Religion, race, and language
Most people in the country are nominally Christian, but practice a combination of Roman Catholicism and traditional pagan customs.

Spanish, French, and Portuguese are the official languages of the country.

Despite a veneer of Spanish culture and of Roman Catholic religion that is thicker in Bioko than on the mainland, Equatorial Guineans live largely according to ancient customs, which have undergone a revival since independence. Among the Fang of the mainland, witchcraft, traditional music (in which the Fang harp, the xylophone, the great drums, and the wooden trumpet are used), and storytelling survive. Spanish aid is much oriented to educational and health services. Among the Bubi farmers of Bioko, some ancient customs are still followed.

Music

The Fang is known for the mvet, an instrument that looks like a cross between a zither and a harp, and can have up to fifteen strings. The semi-spherical part of this instrument is made of bamboo, and the strings are attached to the center by fibers.
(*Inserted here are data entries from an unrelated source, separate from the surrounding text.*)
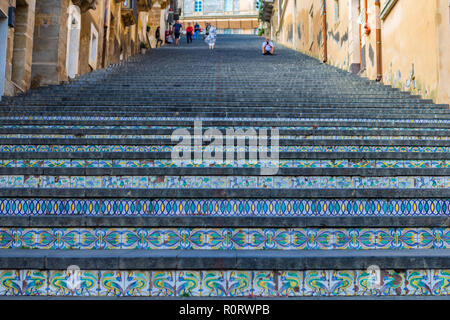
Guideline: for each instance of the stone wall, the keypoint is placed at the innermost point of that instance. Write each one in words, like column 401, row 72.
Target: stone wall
column 242, row 18
column 18, row 46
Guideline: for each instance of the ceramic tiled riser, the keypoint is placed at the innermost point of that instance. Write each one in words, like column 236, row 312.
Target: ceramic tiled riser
column 228, row 283
column 159, row 148
column 225, row 238
column 226, row 208
column 188, row 182
column 370, row 164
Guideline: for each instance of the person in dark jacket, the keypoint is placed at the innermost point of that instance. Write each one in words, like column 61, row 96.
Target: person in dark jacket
column 158, row 37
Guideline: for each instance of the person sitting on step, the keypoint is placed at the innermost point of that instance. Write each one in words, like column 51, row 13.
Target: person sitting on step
column 268, row 47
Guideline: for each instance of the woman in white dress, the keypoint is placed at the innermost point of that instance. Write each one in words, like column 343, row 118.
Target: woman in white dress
column 211, row 38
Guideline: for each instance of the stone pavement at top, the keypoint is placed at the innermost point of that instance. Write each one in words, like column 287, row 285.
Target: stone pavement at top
column 363, row 180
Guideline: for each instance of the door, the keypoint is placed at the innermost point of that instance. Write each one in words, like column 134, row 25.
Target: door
column 73, row 40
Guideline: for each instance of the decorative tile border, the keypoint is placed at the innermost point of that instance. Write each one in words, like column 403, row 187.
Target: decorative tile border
column 141, row 127
column 192, row 119
column 226, row 207
column 159, row 148
column 228, row 283
column 225, row 182
column 313, row 136
column 225, row 238
column 123, row 163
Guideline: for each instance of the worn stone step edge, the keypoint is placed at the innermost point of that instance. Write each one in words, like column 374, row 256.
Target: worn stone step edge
column 225, row 193
column 270, row 131
column 223, row 222
column 236, row 171
column 122, row 259
column 226, row 122
column 357, row 156
column 282, row 142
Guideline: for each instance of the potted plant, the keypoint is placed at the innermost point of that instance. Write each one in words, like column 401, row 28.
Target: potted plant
column 143, row 47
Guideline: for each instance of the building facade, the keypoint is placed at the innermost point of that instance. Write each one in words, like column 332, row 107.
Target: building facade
column 47, row 42
column 228, row 16
column 16, row 45
column 404, row 45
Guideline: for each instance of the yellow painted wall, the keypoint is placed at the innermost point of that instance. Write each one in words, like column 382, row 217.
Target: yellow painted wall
column 409, row 38
column 443, row 56
column 416, row 35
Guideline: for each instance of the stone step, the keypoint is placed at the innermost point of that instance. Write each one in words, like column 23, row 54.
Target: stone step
column 218, row 283
column 57, row 128
column 319, row 146
column 350, row 211
column 130, row 115
column 122, row 259
column 222, row 193
column 211, row 167
column 141, row 123
column 359, row 159
column 166, row 133
column 317, row 120
column 225, row 239
column 257, row 135
column 205, row 182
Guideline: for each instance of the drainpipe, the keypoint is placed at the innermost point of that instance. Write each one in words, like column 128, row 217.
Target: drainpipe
column 366, row 26
column 379, row 60
column 324, row 31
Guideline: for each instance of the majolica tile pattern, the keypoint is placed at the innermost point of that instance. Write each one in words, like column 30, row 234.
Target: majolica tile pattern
column 229, row 283
column 225, row 238
column 226, row 207
column 138, row 127
column 322, row 164
column 191, row 119
column 226, row 182
column 159, row 148
column 310, row 137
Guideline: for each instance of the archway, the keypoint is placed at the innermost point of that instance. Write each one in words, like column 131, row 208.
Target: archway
column 73, row 40
column 3, row 45
column 355, row 36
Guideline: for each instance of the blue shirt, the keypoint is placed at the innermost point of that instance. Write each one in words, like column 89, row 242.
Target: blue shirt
column 177, row 27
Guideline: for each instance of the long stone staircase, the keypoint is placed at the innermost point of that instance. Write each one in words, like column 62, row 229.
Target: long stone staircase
column 359, row 204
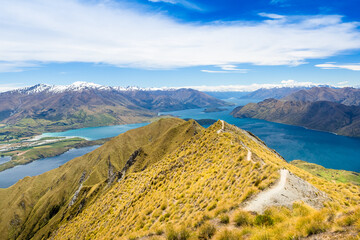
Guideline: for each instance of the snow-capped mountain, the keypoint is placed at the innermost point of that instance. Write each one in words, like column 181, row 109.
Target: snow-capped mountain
column 81, row 86
column 83, row 104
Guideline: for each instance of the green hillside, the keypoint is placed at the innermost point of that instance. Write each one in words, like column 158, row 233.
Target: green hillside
column 173, row 180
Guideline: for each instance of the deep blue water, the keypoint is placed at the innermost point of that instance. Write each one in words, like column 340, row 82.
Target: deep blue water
column 12, row 175
column 292, row 142
column 326, row 149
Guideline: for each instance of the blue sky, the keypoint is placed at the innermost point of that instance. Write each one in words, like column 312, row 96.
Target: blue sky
column 174, row 43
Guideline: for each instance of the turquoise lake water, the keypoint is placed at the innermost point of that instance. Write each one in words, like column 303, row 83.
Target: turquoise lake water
column 12, row 175
column 292, row 142
column 326, row 149
column 95, row 133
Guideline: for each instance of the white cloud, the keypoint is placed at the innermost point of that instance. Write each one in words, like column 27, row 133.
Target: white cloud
column 271, row 15
column 228, row 68
column 16, row 66
column 10, row 86
column 105, row 32
column 184, row 3
column 353, row 66
column 253, row 87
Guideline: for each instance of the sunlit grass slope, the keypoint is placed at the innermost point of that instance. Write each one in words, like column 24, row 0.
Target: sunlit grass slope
column 33, row 206
column 171, row 180
column 197, row 192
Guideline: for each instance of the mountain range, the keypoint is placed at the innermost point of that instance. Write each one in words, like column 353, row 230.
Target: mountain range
column 319, row 108
column 173, row 179
column 53, row 108
column 347, row 96
column 277, row 93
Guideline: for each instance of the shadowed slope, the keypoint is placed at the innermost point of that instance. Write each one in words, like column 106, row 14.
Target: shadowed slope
column 208, row 178
column 35, row 204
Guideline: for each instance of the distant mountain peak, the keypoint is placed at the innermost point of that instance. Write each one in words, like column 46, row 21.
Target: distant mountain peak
column 81, row 86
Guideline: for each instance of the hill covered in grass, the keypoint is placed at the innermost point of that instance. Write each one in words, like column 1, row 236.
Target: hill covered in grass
column 329, row 174
column 174, row 179
column 44, row 108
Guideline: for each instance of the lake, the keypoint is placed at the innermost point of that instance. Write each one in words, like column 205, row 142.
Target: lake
column 326, row 149
column 94, row 133
column 12, row 175
column 292, row 142
column 4, row 159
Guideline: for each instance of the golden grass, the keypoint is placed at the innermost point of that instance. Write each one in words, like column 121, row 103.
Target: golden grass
column 190, row 183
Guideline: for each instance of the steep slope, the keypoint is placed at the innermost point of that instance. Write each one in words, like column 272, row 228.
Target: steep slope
column 320, row 115
column 170, row 173
column 199, row 187
column 347, row 96
column 38, row 203
column 276, row 93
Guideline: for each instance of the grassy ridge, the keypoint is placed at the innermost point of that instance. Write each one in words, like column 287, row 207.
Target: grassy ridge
column 197, row 191
column 328, row 174
column 34, row 206
column 185, row 182
column 28, row 154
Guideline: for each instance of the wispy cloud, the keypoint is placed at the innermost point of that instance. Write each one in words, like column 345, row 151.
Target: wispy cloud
column 227, row 69
column 271, row 15
column 6, row 66
column 184, row 3
column 253, row 87
column 352, row 66
column 112, row 33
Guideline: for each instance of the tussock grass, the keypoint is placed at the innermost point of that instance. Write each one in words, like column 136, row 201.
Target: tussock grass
column 189, row 182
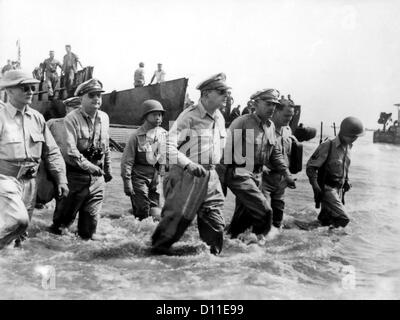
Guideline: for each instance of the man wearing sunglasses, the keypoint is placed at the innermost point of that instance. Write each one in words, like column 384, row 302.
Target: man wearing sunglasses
column 24, row 140
column 192, row 186
column 87, row 155
column 250, row 147
column 327, row 171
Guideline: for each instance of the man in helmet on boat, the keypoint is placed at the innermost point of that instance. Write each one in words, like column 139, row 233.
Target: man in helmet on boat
column 142, row 160
column 327, row 171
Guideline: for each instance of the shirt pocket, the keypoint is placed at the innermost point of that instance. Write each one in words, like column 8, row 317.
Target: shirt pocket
column 336, row 167
column 37, row 137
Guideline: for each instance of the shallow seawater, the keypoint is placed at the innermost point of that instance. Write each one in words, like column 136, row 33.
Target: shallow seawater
column 361, row 261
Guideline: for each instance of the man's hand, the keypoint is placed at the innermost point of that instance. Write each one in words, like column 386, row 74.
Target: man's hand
column 291, row 182
column 346, row 186
column 128, row 189
column 196, row 169
column 317, row 193
column 107, row 177
column 62, row 190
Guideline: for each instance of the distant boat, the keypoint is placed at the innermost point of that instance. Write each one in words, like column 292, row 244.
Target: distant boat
column 390, row 134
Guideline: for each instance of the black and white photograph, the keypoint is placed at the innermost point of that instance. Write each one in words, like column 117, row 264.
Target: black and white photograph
column 220, row 151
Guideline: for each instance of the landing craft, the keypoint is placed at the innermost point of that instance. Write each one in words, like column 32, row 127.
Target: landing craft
column 390, row 135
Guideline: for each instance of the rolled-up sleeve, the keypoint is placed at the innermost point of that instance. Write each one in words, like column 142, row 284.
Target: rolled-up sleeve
column 106, row 143
column 128, row 159
column 71, row 153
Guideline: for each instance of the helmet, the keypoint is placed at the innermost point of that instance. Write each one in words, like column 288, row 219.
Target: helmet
column 351, row 126
column 151, row 106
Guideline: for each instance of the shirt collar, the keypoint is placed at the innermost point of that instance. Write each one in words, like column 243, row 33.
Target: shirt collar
column 258, row 120
column 141, row 131
column 85, row 115
column 13, row 110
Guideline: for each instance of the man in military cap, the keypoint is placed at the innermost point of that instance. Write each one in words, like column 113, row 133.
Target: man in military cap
column 25, row 140
column 192, row 186
column 141, row 161
column 139, row 80
column 70, row 66
column 327, row 171
column 57, row 129
column 159, row 74
column 87, row 155
column 50, row 71
column 243, row 174
column 273, row 181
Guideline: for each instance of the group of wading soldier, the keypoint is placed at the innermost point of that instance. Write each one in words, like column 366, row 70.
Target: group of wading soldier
column 198, row 158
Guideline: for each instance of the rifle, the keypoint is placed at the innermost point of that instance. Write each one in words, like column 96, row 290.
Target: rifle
column 322, row 173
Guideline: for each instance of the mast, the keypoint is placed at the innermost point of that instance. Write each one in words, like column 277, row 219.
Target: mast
column 398, row 111
column 19, row 52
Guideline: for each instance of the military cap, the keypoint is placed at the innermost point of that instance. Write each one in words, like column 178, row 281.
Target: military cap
column 271, row 95
column 151, row 106
column 14, row 78
column 72, row 102
column 215, row 82
column 285, row 102
column 92, row 85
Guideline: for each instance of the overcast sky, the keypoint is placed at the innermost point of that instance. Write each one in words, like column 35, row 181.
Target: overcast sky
column 336, row 58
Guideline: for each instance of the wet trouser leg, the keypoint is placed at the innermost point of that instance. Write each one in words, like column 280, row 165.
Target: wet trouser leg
column 86, row 197
column 90, row 209
column 273, row 186
column 210, row 220
column 14, row 218
column 146, row 195
column 253, row 209
column 67, row 208
column 184, row 194
column 332, row 209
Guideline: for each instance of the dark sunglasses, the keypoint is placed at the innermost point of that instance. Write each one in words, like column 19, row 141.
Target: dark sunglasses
column 223, row 92
column 91, row 95
column 27, row 88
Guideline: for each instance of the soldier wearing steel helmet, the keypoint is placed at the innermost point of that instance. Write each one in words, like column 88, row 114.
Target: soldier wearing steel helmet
column 273, row 182
column 244, row 173
column 87, row 155
column 331, row 161
column 141, row 161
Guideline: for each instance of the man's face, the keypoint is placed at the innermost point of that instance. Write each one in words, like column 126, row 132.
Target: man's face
column 21, row 95
column 283, row 117
column 154, row 118
column 219, row 98
column 91, row 100
column 349, row 139
column 264, row 109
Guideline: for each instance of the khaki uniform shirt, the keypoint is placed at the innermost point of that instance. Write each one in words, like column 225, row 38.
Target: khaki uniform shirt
column 284, row 143
column 338, row 163
column 26, row 137
column 144, row 151
column 196, row 136
column 254, row 144
column 81, row 133
column 50, row 66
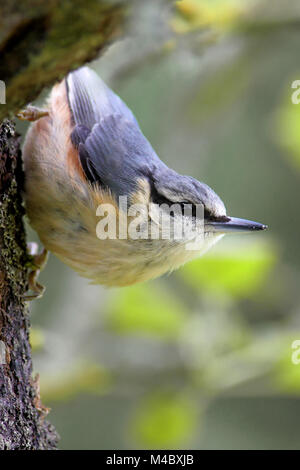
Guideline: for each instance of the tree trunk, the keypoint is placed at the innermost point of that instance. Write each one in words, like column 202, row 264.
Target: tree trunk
column 22, row 416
Music for the mvet is written in the form of musical notation that can only be learned by the initiates of the bebom-mvet society. Music is typically call and response with a chorus and drums alternating.

Musicians like Eyi Muan Ndong have helped to popularize folk styles.

Cinema
Juan Pablo Ebang Esono is one of the top filmmakers in the country. In 2010, Esono directed Teresa, the first medium-length film to be produced in Equatorial Guinea.